"Optimizing LLM Training Using FP4 Quantization"
Below podcast on this paper is generated with Google's Illuminate.
https://arxiv.org/abs/2501.17116
Leveraging FP4 quantization for training LLMs is difficult due to accuracy loss from quantization errors and limited data representation.
This paper introduces a novel FP4 training framework for LLMs. It addresses the challenges using a differentiable quantization estimator and outlier management techniques.
-----
📌 FP4 training is amazing because what it signifies is that, if you can achieve "almost" the same results as FP16 by FP4, there is a high chance that you can scale your model by 4 times in training. Meaning your next generation "small model" would be 4x larger than right now, which is basically the current "medium model".

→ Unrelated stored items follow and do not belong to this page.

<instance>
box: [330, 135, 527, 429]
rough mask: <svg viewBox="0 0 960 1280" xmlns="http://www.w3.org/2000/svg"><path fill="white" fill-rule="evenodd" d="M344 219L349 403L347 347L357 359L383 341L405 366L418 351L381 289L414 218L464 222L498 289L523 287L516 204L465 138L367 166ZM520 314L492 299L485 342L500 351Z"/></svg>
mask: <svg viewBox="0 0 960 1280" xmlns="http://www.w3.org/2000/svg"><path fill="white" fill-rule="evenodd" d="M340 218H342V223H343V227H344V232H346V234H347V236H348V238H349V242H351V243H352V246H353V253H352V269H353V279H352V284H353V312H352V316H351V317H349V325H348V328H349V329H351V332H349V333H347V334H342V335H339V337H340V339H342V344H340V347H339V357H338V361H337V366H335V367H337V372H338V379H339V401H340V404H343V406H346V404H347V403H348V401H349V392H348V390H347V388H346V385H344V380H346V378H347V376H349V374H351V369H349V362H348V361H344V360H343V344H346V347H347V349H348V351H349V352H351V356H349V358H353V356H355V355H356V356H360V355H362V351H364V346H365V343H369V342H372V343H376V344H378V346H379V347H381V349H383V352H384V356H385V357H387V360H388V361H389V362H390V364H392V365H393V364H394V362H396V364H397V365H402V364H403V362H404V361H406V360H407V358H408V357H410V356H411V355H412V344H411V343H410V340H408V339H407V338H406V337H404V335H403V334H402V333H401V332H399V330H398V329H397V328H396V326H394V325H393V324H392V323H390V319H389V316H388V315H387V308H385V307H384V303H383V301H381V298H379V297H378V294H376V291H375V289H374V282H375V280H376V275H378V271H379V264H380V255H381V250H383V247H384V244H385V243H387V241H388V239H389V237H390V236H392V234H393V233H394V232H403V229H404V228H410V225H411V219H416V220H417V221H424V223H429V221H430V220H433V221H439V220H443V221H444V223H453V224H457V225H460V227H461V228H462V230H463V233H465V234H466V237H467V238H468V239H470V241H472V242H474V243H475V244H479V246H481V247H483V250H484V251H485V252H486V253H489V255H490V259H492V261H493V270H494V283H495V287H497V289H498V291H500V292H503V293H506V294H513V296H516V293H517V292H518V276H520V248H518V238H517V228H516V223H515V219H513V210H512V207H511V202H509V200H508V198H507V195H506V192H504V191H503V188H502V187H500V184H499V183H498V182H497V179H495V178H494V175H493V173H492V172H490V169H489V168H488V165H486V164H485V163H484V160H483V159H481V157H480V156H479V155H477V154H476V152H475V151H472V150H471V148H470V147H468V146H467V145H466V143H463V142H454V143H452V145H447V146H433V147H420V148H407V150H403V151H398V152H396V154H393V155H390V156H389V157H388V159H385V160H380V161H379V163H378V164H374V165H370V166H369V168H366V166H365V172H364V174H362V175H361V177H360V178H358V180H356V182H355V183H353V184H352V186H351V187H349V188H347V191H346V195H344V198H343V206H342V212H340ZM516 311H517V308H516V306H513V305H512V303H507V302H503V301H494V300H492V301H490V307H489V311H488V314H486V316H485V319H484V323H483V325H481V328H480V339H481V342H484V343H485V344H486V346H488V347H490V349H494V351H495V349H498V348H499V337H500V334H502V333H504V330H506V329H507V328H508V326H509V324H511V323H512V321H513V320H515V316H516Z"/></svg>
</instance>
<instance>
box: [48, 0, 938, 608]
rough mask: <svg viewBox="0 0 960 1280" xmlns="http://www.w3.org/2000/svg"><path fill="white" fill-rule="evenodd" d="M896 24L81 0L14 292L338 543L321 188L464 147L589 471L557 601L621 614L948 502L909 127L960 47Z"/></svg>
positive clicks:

📌 And if you are greedy enough (which you should), your "large model" would also be 4x larger than the current large model. This is in algorithm/code training level, meaning that you don't need to have more money to buy more gpus. Just BANG! Directly 4x larger. So yeah, the scaling of LLM is not stopping any time soon IMO.
📌 Differentiable Gradient Estimator (DGE) is a key contribution. It tackles gradient inaccuracies inherent in low-bit quantization by using a differentiable approximation, leading to more precise weight updates in FP4 training.
📌 Outlier Clamping and Compensation (OCC) is crucial for activation quantization in FP4. By managing outliers and compensating for clamped values, OCC prevents accuracy degradation and stabilizes FP4 training of LLMs.
📌 Vector-wise quantization is essential for FP4's success. Token-wise activation and channel-wise weight quantization, unlike tensor-wise, minimizes quantization error accumulation specific to FP4 precision.
----------
Methods Explored in this Paper 🔧:
→ The paper proposes a FP4 training framework for LLMs. It uses E2M1 format for FP4 representation.
→ The framework incorporates a Differentiable Gradient Estimator (DGE) for weight updates. DGE approximates the non-differentiable quantization function to improve gradient estimation during backpropagation. This involves a correction term in gradient calculation to account for quantization.
→ For activations, the framework uses Outlier Clamping and Compensation (OCC). OCC clamps outlier activation values to a threshold determined by a quantile. A sparse auxiliary matrix compensates for the error introduced by clamping, preserving accuracy.
→ Vector-wise quantization is used for stability. Token-wise quantization is applied to activations and channel-wise quantization to weights. Mixed-precision training is employed to maintain accuracy for non-GeMM operations.
-----
Key Insights 💡:
→ Direct FP4 quantization leads to significant accuracy degradation in LLM training.
→ The Differentiable Gradient Estimator (DGE) method improves gradient updates in FP4 training by providing a more accurate gradient estimation than Straight-Through Estimator (STE).
→ The OCC method effectively handles activation outliers, preventing performance collapse during FP4 training. Activation quantization is more challenging than weight quantization due to outliers and wider dynamic range.
→ Vector-wise quantization is crucial for FP4 training compared to tensor-wise quantization used in FP8.
-----
Results 📊:
→ FP4 training achieves comparable performance to BF16 training on LLaMA models up to 13B parameters. Training loss of FP4 is slightly higher than BF16, for 13B model loss is 1.97 (FP4) vs 1.88 (BF16) after 100B tokens.
→ Zero-shot evaluation shows FP4-trained models achieve average accuracy comparable to BF16-trained models across downstream tasks. For 13B model, average accuracy is 54.95% (FP4) vs 54.44% (BF16).
→ Ablation studies confirm the effectiveness of DGE and OCC. Direct FP4 quantization diverges, while DGE and OCC stabilize training and maintain accuracy.